Not infrequently, non-solicitation agreements that employers require their employees to sign are extremely broad. These provisions often preclude the employee from soliciting all of her former employer’s customers. Sometimes, the provisions also preclude the employee from soliciting her former employer’s potential customers.

A recent case involved the following non-solicitation provision:

Accordingly, the Executive understands and agrees that for a period of two (2) years following the termination of his employment for any reason whatsoever, he will not, directly or indirectly, solicit, place, market, accept, aid, counsel or consult in the renewal, discontinuance or replacement of any insurance (including self-insurance) by, or handle self-insurance programs, insurance claims, risk management services or other insurance administrative or service functions for, any AJG or Corporation account for which he performed any of the foregoing functions during the two-year period immediately preceding such termination. (emphasis supplied)

Unlike a “blanket” non-solicitation provision applying to all of the employer’s customers, this one only prohibited the former employee (an insurance broker) from soliciting and doing business with customers for whom he personally worked during his final two years with his employer. The provision was narrowly tailored to the customers to whom the employer could point and say, “You would have an unfair competitive advantage if you were allowed to work with that customer. Thus, you shouldn’t be allowed to do so.”
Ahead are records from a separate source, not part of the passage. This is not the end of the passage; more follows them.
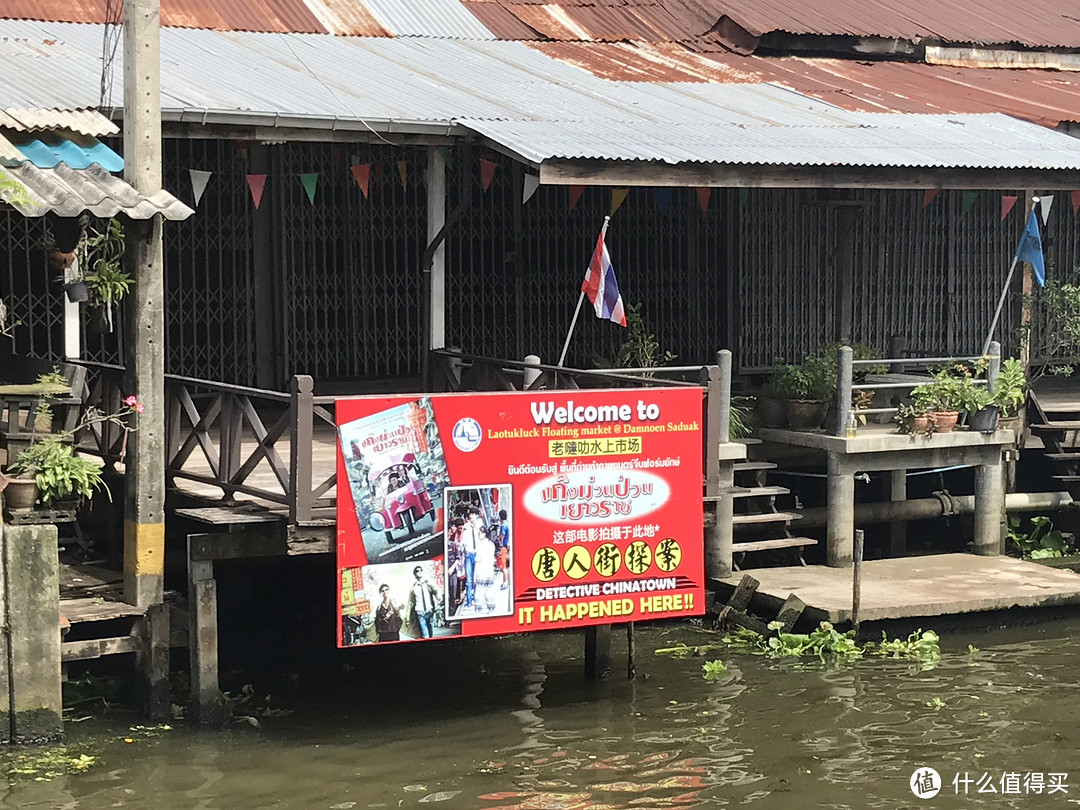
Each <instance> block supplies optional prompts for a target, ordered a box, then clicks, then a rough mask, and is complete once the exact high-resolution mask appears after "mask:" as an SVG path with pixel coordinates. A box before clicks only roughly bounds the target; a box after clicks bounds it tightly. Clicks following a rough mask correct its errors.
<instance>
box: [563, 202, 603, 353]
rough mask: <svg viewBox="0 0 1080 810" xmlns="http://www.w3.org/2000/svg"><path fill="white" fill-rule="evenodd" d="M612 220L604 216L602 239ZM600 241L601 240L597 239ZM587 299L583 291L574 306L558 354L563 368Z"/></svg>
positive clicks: (591, 259) (600, 229) (584, 291)
mask: <svg viewBox="0 0 1080 810" xmlns="http://www.w3.org/2000/svg"><path fill="white" fill-rule="evenodd" d="M610 221H611V217H610V216H606V217H604V227H603V228H600V237H599V238H600V239H604V238H605V237H606V235H607V226H608V222H610ZM597 241H599V240H597ZM591 266H592V258H591V257H590V267H591ZM584 300H585V291H584V289H582V291H581V295H579V296H578V306H577V307H575V308H573V318H572V319H571V320H570V328H569V329H568V330H567V333H566V340H564V341H563V353H562V354H559V355H558V363H556V365H557V366H558V367H559V368H562V367H563V361H565V360H566V352H567V350H568V349H569V348H570V337H571V336H572V335H573V327H575V326H577V325H578V314H580V312H581V303H582V301H584Z"/></svg>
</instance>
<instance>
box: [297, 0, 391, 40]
mask: <svg viewBox="0 0 1080 810" xmlns="http://www.w3.org/2000/svg"><path fill="white" fill-rule="evenodd" d="M306 2H307V4H308V8H309V9H310V10H311V13H312V14H314V15H315V17H318V18H319V22H320V23H321V24H322V25H323V27H324V28H326V30H328V31H329V32H330V33H336V35H338V36H345V37H392V36H393V35H392V33H391V32H390V31H389V30H387V28H386V27H384V26H383V25H382V24H381V23H380V22H379V19H378V17H377V16H376V15H375V14H374V13H373V12H372V10H370V9H368V8H367V6H366V5H364V4H363V3H360V2H345V1H343V0H306Z"/></svg>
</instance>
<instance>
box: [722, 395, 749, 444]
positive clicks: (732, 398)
mask: <svg viewBox="0 0 1080 810" xmlns="http://www.w3.org/2000/svg"><path fill="white" fill-rule="evenodd" d="M753 402H754V401H753V400H752V399H751V397H750V396H732V397H731V410H730V411H729V414H730V416H729V417H728V434H729V437H730V438H745V437H746V436H748V435H750V434H751V433H753V432H754V424H753V422H752V416H751V415H752V414H753V413H754V410H753Z"/></svg>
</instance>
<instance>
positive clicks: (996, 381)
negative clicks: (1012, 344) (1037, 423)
mask: <svg viewBox="0 0 1080 810" xmlns="http://www.w3.org/2000/svg"><path fill="white" fill-rule="evenodd" d="M1026 386H1027V380H1026V377H1025V375H1024V366H1023V365H1022V364H1021V362H1020V361H1018V360H1016V359H1015V357H1009V359H1008V360H1005V361H1003V362H1002V363H1001V370H1000V372H999V374H998V378H997V380H996V381H995V386H994V391H993V392H991V391H990V390H989V387H988V386H978V387H975V388H974V389H973V390H972V391H971V392H970V394H969V396H968V401H967V403H966V407H967V409H968V427H970V428H971V429H972V430H975V431H978V432H980V433H993V432H994V431H995V430H997V428H998V420H999V417H1005V418H1014V417H1015V416H1016V415H1017V413H1018V410H1020V407H1021V405H1023V404H1024V402H1025V400H1026V399H1027V389H1026Z"/></svg>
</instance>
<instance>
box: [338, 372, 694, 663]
mask: <svg viewBox="0 0 1080 810" xmlns="http://www.w3.org/2000/svg"><path fill="white" fill-rule="evenodd" d="M336 409H337V420H338V477H337V481H338V486H337V490H338V498H337V503H338V513H337V534H338V549H337V558H338V575H339V582H340V586H341V592H340V598H339V603H338V646H341V647H353V646H359V645H364V644H370V643H375V642H396V640H420V639H430V638H438V637H446V636H456V635H463V636H473V635H492V634H500V633H513V632H521V631H534V630H552V629H558V627H569V626H578V625H583V624H606V623H611V622H626V621H639V620H645V619H657V618H667V617H677V616H693V615H699V613H701V612H702V610H703V609H704V605H703V598H704V553H703V541H702V498H701V495H702V463H701V459H702V438H701V420H702V391H701V389H698V388H656V389H613V390H602V391H600V390H597V391H552V392H545V391H540V392H513V393H469V394H433V395H429V396H421V395H415V396H390V397H388V396H365V397H350V399H341V400H338V401H337V406H336Z"/></svg>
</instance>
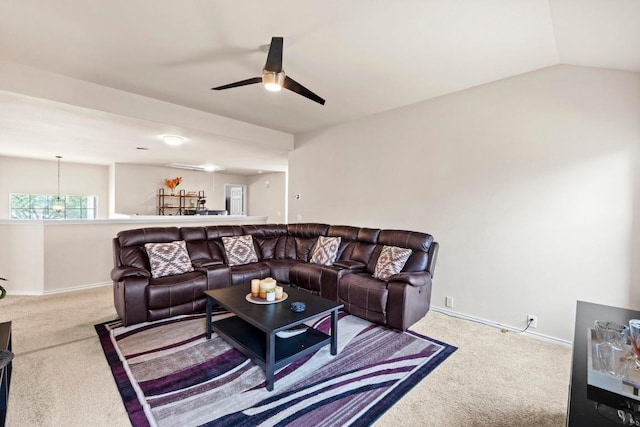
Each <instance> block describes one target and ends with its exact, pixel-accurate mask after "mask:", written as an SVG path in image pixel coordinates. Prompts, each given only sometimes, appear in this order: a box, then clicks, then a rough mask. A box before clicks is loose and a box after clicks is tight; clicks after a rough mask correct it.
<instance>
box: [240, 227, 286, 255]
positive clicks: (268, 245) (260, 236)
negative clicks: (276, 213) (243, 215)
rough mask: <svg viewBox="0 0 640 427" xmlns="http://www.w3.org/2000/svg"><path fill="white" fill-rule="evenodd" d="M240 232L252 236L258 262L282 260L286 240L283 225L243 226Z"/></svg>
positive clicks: (285, 236)
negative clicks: (269, 260) (256, 254)
mask: <svg viewBox="0 0 640 427" xmlns="http://www.w3.org/2000/svg"><path fill="white" fill-rule="evenodd" d="M242 230H243V231H244V233H245V234H248V235H251V236H253V243H254V245H255V246H256V249H257V254H258V258H259V259H260V261H263V260H269V259H283V258H284V254H285V247H286V240H287V226H286V225H285V224H268V225H243V226H242Z"/></svg>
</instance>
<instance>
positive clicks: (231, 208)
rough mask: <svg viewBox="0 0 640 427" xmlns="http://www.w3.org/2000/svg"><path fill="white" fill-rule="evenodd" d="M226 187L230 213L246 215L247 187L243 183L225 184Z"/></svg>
mask: <svg viewBox="0 0 640 427" xmlns="http://www.w3.org/2000/svg"><path fill="white" fill-rule="evenodd" d="M225 187H226V188H225V192H226V198H227V209H228V211H229V215H245V194H244V193H245V187H244V186H243V185H225Z"/></svg>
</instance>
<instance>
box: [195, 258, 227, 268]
mask: <svg viewBox="0 0 640 427" xmlns="http://www.w3.org/2000/svg"><path fill="white" fill-rule="evenodd" d="M191 264H192V265H193V268H195V269H199V268H207V267H213V266H216V265H223V264H222V262H221V261H215V260H212V259H208V258H206V259H205V258H201V259H193V260H191Z"/></svg>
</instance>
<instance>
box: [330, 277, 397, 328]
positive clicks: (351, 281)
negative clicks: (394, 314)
mask: <svg viewBox="0 0 640 427" xmlns="http://www.w3.org/2000/svg"><path fill="white" fill-rule="evenodd" d="M387 298H388V291H387V286H386V282H383V281H382V280H378V279H375V278H373V277H371V275H370V274H367V273H354V274H346V275H344V276H343V277H341V278H340V281H339V284H338V301H339V302H340V303H342V304H344V309H345V311H348V312H349V313H351V314H353V315H355V316H359V317H362V318H364V319H367V320H370V321H372V322H377V323H381V324H385V323H386V318H387Z"/></svg>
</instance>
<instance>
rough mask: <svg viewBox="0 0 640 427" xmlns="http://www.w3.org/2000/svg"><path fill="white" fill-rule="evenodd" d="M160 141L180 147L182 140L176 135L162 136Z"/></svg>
mask: <svg viewBox="0 0 640 427" xmlns="http://www.w3.org/2000/svg"><path fill="white" fill-rule="evenodd" d="M162 140H163V141H164V142H165V144H168V145H175V146H177V145H182V143H183V142H184V138H183V137H181V136H176V135H163V136H162Z"/></svg>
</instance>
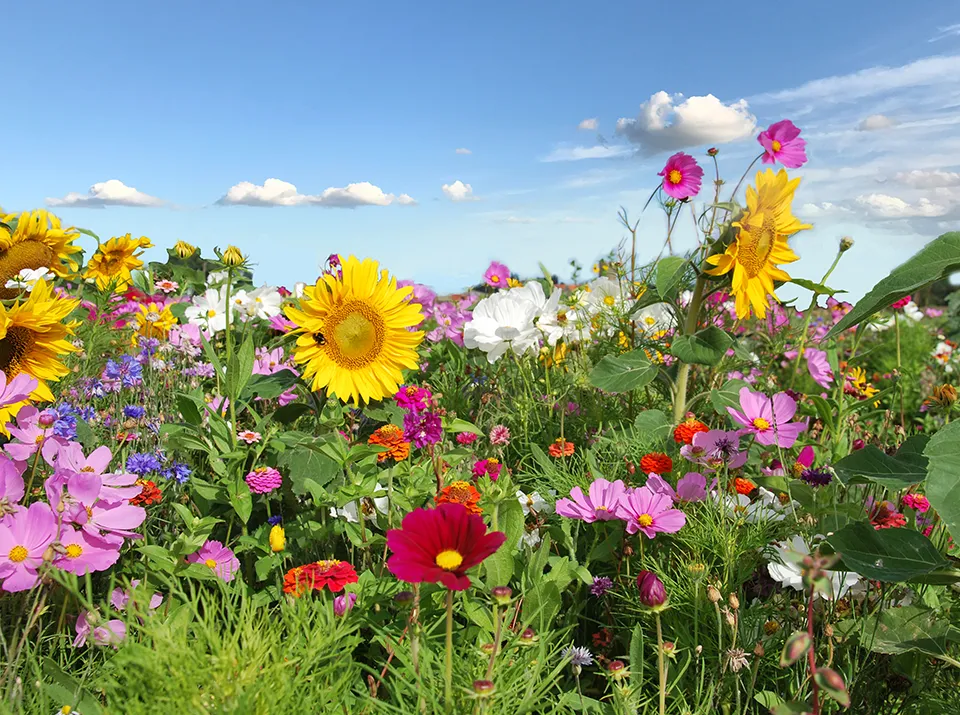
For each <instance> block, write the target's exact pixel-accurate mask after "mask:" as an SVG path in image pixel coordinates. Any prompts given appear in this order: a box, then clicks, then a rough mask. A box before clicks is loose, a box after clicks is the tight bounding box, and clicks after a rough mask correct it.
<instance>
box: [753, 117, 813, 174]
mask: <svg viewBox="0 0 960 715" xmlns="http://www.w3.org/2000/svg"><path fill="white" fill-rule="evenodd" d="M757 141H758V142H760V145H761V146H762V147H763V149H764V154H763V163H764V164H775V163H776V162H778V161H779V162H780V163H781V164H782V165H783V166H785V167H786V168H788V169H799V168H800V167H801V166H803V165H804V164H806V163H807V152H806V149H805V148H804V147H806V145H807V142H806V141H805V140H803V139H801V138H800V129H799V128H798V127H797V126H796V125H795V124H794V123H793V122H791V121H790V120H789V119H783V120H781V121H779V122H776V123H775V124H771V125H770V126H769V127H767V128H766V129H764V130H763V131H762V132H760V136H758V137H757Z"/></svg>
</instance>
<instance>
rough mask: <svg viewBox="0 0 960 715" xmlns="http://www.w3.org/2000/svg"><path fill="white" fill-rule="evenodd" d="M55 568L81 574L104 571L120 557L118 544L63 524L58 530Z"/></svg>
mask: <svg viewBox="0 0 960 715" xmlns="http://www.w3.org/2000/svg"><path fill="white" fill-rule="evenodd" d="M57 541H58V542H59V544H60V547H61V548H59V549H57V553H58V556H57V558H56V559H54V562H53V563H54V565H55V566H56V567H57V568H60V569H63V570H64V571H69V572H70V573H75V574H77V576H83V575H85V574H87V573H93V572H94V571H106V570H107V569H108V568H110V567H111V566H113V565H114V564H115V563H117V560H118V559H119V558H120V544H119V543H115V542H110V541H107V540H105V539H101V538H99V537H96V536H91V535H90V534H88V533H87V532H85V531H83V530H82V529H74V528H73V527H72V526H68V525H66V524H64V525H63V527H62V528H61V531H60V538H59V539H57Z"/></svg>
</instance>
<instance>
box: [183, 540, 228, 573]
mask: <svg viewBox="0 0 960 715" xmlns="http://www.w3.org/2000/svg"><path fill="white" fill-rule="evenodd" d="M187 562H188V563H191V564H202V565H204V566H207V567H209V568H210V569H211V570H212V571H213V572H214V573H215V574H217V576H219V577H220V578H222V579H223V580H224V581H233V576H234V574H236V573H237V572H238V571H239V570H240V559H238V558H237V557H236V556H234V555H233V551H231V550H230V549H228V548H227V547H226V546H224V545H223V544H221V543H220V542H219V541H208V542H207V543H205V544H204V545H203V546H201V547H200V550H199V551H197V552H195V553H192V554H190V555H189V556H188V557H187Z"/></svg>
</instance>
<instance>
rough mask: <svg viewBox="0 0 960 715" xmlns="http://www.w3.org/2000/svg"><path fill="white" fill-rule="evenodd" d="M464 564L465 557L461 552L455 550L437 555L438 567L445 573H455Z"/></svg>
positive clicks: (439, 553) (452, 550)
mask: <svg viewBox="0 0 960 715" xmlns="http://www.w3.org/2000/svg"><path fill="white" fill-rule="evenodd" d="M462 563H463V557H462V556H461V555H460V552H458V551H454V550H453V549H447V550H446V551H441V552H440V553H439V554H437V566H439V567H440V568H442V569H443V570H444V571H453V570H454V569H456V568H458V567H459V566H460V564H462Z"/></svg>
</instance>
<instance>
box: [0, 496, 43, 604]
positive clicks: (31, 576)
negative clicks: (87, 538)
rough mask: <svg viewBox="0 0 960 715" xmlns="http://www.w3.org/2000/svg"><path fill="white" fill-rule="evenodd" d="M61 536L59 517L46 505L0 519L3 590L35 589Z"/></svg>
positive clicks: (1, 578)
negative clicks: (45, 552)
mask: <svg viewBox="0 0 960 715" xmlns="http://www.w3.org/2000/svg"><path fill="white" fill-rule="evenodd" d="M56 537H57V518H56V517H55V516H54V514H53V511H51V509H50V507H49V506H47V505H46V504H44V503H43V502H34V503H33V504H31V505H30V507H29V508H28V509H21V510H20V511H18V512H17V513H16V514H12V515H10V516H7V517H5V518H4V519H3V520H0V579H3V590H4V591H9V592H11V593H12V592H14V591H26V590H27V589H28V588H33V587H34V586H35V585H36V583H37V579H38V578H39V576H38V575H37V569H39V568H40V565H41V564H42V563H43V554H44V552H45V551H46V550H47V547H48V546H50V544H51V543H53V540H54V539H55V538H56Z"/></svg>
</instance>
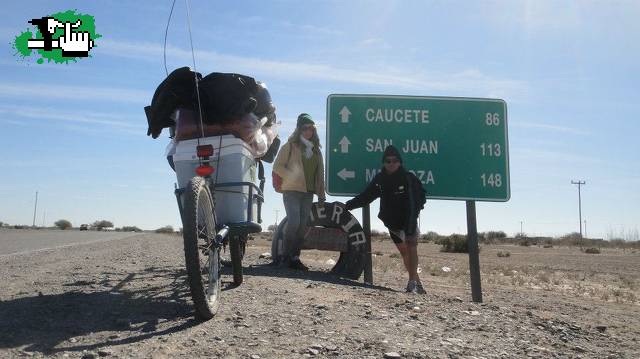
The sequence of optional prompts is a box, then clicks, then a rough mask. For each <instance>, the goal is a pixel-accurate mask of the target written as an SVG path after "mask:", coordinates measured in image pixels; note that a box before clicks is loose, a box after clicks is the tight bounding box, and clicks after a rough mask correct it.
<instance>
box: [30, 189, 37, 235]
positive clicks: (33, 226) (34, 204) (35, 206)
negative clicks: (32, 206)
mask: <svg viewBox="0 0 640 359" xmlns="http://www.w3.org/2000/svg"><path fill="white" fill-rule="evenodd" d="M37 209H38V191H36V203H35V204H34V205H33V224H32V225H31V226H32V227H35V226H36V210H37Z"/></svg>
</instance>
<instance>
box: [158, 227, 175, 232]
mask: <svg viewBox="0 0 640 359" xmlns="http://www.w3.org/2000/svg"><path fill="white" fill-rule="evenodd" d="M155 232H156V233H173V227H171V226H164V227H160V228H158V229H156V230H155Z"/></svg>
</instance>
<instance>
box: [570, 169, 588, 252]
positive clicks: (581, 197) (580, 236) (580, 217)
mask: <svg viewBox="0 0 640 359" xmlns="http://www.w3.org/2000/svg"><path fill="white" fill-rule="evenodd" d="M586 183H587V182H585V181H580V180H578V181H571V184H577V185H578V217H579V219H578V226H579V227H580V239H581V240H582V197H581V195H580V187H581V186H582V185H583V184H586Z"/></svg>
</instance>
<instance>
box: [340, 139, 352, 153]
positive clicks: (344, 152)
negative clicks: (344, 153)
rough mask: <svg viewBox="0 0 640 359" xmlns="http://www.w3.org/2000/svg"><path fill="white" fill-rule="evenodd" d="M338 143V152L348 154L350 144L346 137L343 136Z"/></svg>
mask: <svg viewBox="0 0 640 359" xmlns="http://www.w3.org/2000/svg"><path fill="white" fill-rule="evenodd" d="M338 143H339V144H340V152H342V153H349V145H350V144H351V141H349V139H348V138H347V136H343V137H342V139H341V140H340V142H338Z"/></svg>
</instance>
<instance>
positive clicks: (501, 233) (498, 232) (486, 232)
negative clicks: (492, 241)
mask: <svg viewBox="0 0 640 359" xmlns="http://www.w3.org/2000/svg"><path fill="white" fill-rule="evenodd" d="M483 234H484V236H483V237H484V238H485V239H487V240H493V239H504V238H507V234H506V233H505V232H504V231H488V232H485V233H483Z"/></svg>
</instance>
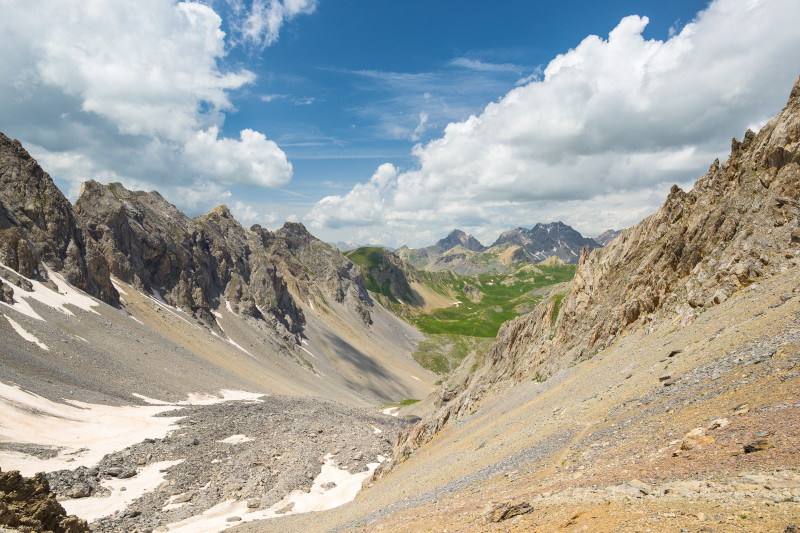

The court enforced this provision against the former employee. In doing so, the court noted that many Texas courts have enforced non-solicitation provisions to prevent former employees from taking advantage of their relationships with the particular clients with whom they dealt while working for their former employer. The court explained: “A number of courts have held that a non-compete covenant that is limited to the employee’s clients is a reasonable alternative to a geographical limit.”

Obviously, it would be too simplistic to say that a non-solicitation provision narrowly tailored to the customers serviced by the employee in question is automatically enforceable. Each case must be judged on its own facts, taking into account factors such as the consideration given by the employer in exchange for the promise not to solicit. But some Texas courts have enforced such narrowly-tailored provisions.